‘NYC Prep’ Was a Bad Idea Then, and a Worse Idea Now (2024)

When Peaco*ck announced that a cache of old Bravo shows would be landing on the streaming service this week, I thought it might be particularly fun, in a queasily nostalgic way, to revisit NYC Prep. That show, a 2009 one-season oddity meant to be a real-life Gossip Girl, was a fascination of mine back in my relative youth. I was in my mid-20s when it premiered, far enough away from teenagehood to find it all exotically silly, but maybe close enough that the kids on the series were still vaguely of my generational cohort. It was fun anthropology, inane and awkward and strangely poignant.

At least, that’s how I remembered it, and how I covered it for work back then. Thus I eagerly dove back in this week, excited to reconnect with these rich city youths: haughty P.C., his quietly besotted bestie Jessie, littlest playboy Sebastian, his public school paramour Taylor, nerdy Camille, timid and lovelorn Kelli. What details of their televised lives had I forgotten? Was P.C.’s trip to Mexico actually as subtextually fraught as I once thought? Pressing play felt like stepping into a novelty time machine, an Epcot ride that I hoped would whisk me off to the salad days of the late aughts for a few hours.

Instead, I immediately felt depressed. How wrong it all is! At the time of the show’s airing, we were only a few years into Facebook, not yet steeped in the miseries of Twitter and Instagram and TikTok. The show teeters on the edge of our current era, in which teenagers are forever broadcasting their lives, inviting the world in. From that present-day perspective, NYC Prep is bone chilling. I sat in front of the TV this week wanting to yell, “Don’t go in there!” as if I was watching a horror movie.

But we should have known back then, too. Whether or not NYC Prep foreshadowed the advent of public adolescence, it was plenty bad in its own terms. Some people said as much at the time; I certainly remember a slew of internet comments wondering, with no small amount of disdain, why any of us were watching the show. A reality series about rich teens making fools of themselves was not a new concept—there was Laguna Beach, there was Rich Girls. But those were safely on MTV, land of the young. NYC Prep’s placement on Bravo put it directly in the eyeline of grownups, people already then trained to tear the Real Housewives apart every week.

The show was probably neither popular nor enduring enough to earn its stars too much vitriol. (And, again, there were no Instagram accounts to troll or otherwise harass.) But there were still material negative effects. Camille switched schools for murky reasons. There were reports of P.C.’s family being upset about his involvement. And of course there are the no doubt myriad private embarrassments that we’ll never know about. Whether or not any of the cast members look back at the show fondly, it was a dumb, boggling risk for a TV network and a coterie of parents (and audience members) to let them take.

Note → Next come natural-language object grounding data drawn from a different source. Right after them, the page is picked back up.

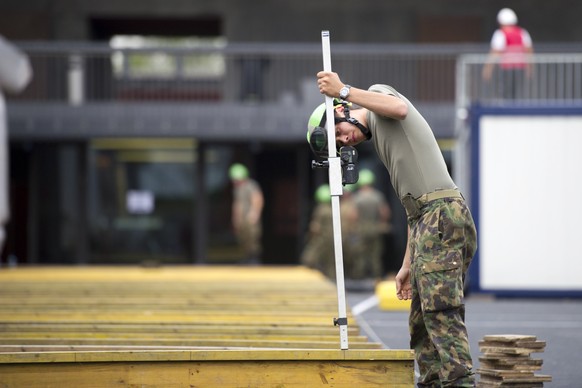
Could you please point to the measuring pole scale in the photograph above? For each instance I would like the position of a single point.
(335, 184)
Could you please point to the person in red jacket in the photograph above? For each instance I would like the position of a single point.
(511, 46)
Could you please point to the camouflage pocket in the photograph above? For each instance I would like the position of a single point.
(440, 284)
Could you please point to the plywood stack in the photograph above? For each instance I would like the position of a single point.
(506, 361)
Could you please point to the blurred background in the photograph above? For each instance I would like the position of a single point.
(120, 145)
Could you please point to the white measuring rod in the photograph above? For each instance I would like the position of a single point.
(335, 184)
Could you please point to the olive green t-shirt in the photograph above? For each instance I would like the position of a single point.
(409, 150)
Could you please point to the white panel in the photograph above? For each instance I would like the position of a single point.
(530, 214)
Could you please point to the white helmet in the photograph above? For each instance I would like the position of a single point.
(506, 17)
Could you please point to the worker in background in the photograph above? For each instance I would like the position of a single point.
(373, 223)
(15, 74)
(247, 209)
(511, 46)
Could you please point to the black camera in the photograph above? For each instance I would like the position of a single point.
(349, 160)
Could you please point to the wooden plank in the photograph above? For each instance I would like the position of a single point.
(212, 368)
(183, 326)
(210, 374)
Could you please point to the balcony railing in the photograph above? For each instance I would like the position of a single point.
(270, 87)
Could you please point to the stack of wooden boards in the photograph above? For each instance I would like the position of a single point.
(204, 326)
(506, 361)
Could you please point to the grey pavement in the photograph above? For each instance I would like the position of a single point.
(556, 321)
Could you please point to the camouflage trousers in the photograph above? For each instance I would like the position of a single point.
(442, 241)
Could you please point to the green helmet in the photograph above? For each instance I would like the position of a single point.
(323, 194)
(317, 133)
(367, 177)
(238, 172)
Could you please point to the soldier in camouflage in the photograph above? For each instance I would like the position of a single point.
(441, 232)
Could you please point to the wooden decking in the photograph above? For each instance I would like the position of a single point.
(183, 326)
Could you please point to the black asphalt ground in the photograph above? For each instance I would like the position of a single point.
(556, 321)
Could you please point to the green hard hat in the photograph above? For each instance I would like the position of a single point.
(323, 194)
(316, 130)
(238, 171)
(367, 177)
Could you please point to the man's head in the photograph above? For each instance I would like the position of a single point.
(506, 17)
(348, 130)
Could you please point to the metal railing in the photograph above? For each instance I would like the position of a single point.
(542, 78)
(79, 74)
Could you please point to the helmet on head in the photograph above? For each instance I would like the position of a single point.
(323, 194)
(506, 17)
(238, 172)
(367, 177)
(317, 132)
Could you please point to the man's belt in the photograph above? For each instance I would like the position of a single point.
(413, 206)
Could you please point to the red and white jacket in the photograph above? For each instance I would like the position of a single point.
(513, 42)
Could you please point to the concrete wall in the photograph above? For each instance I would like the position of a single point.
(301, 21)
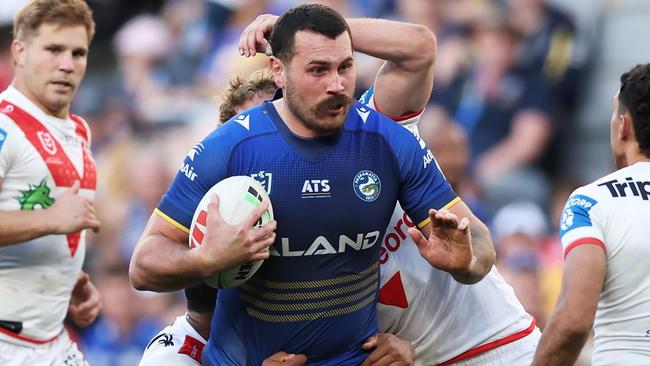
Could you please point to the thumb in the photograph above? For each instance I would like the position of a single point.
(417, 237)
(74, 188)
(213, 209)
(370, 343)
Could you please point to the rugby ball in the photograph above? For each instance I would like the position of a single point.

And what was it for, really? The show is stilted and dull. The languid ramble of Laguna Beach was a fine setting for untrained teens to make television. But NYC Prep forces everyone into a Housewives template—there are a million fake dinners and events cluttering their schedules, all meant to establish the idea that they are bustling little adults. It’s all so patently false, and the kids are bad at the act. We were no doubt aware of the artifice back then, but our tolerance for such things was perhaps higher than it is all these ragged years later. Watching this cast of children play Restaurant and Party is exhausting and sad, an interminable high school theater production of a text far beyond their scope.

The romance is the ickiest aspect, forced love triangles and bad kisses that, especially on poor Taylor’s part, seem like a coerced ordeal. She’s the one I worry about most, the youngest and least rich and standing in the brightest spotlight. Perhaps tellingly, Us Weekly’s “where are they now” piece from a few years ago has no updates about her.

Maybe it’s a mistake to bring the show back up at all. NYC Prep should probably have stayed dead, a lost artifact of a simpler and maybe slightly less stupid age. (Or, stupid in a different way.) I thought that I might feel a swell of “were we ever so young” wistfulness watching the show, but it instead stirred something revulsed and existentially unsettled. I instantly regretted my participation in any of it. And there’s the grim realization that we in no way learned any lessons from NYC Prep. There wasn’t any effective mass hand wringing about observing the lives of teenagers; we just shrugged and handed them ever more apps.

At least, I suppose, everything nowadays is less codified and formal than it is on NYC Prep, less packaged for grownup consumption. A TikTok video floating anonymously in a vast ocean of other videos is realer and maybe more harmless than a staged camera-crew outing to a Japanese restaurant in Gramercy. That’s where, of course, Sebastian sets eyes on Taylor in the first episode: the gang sitting in an ugly banquette, stammering out their exposition, more than a little uncomfortable, tragically naïve to all that’s coming. If only we could pass through the screen and say sorry.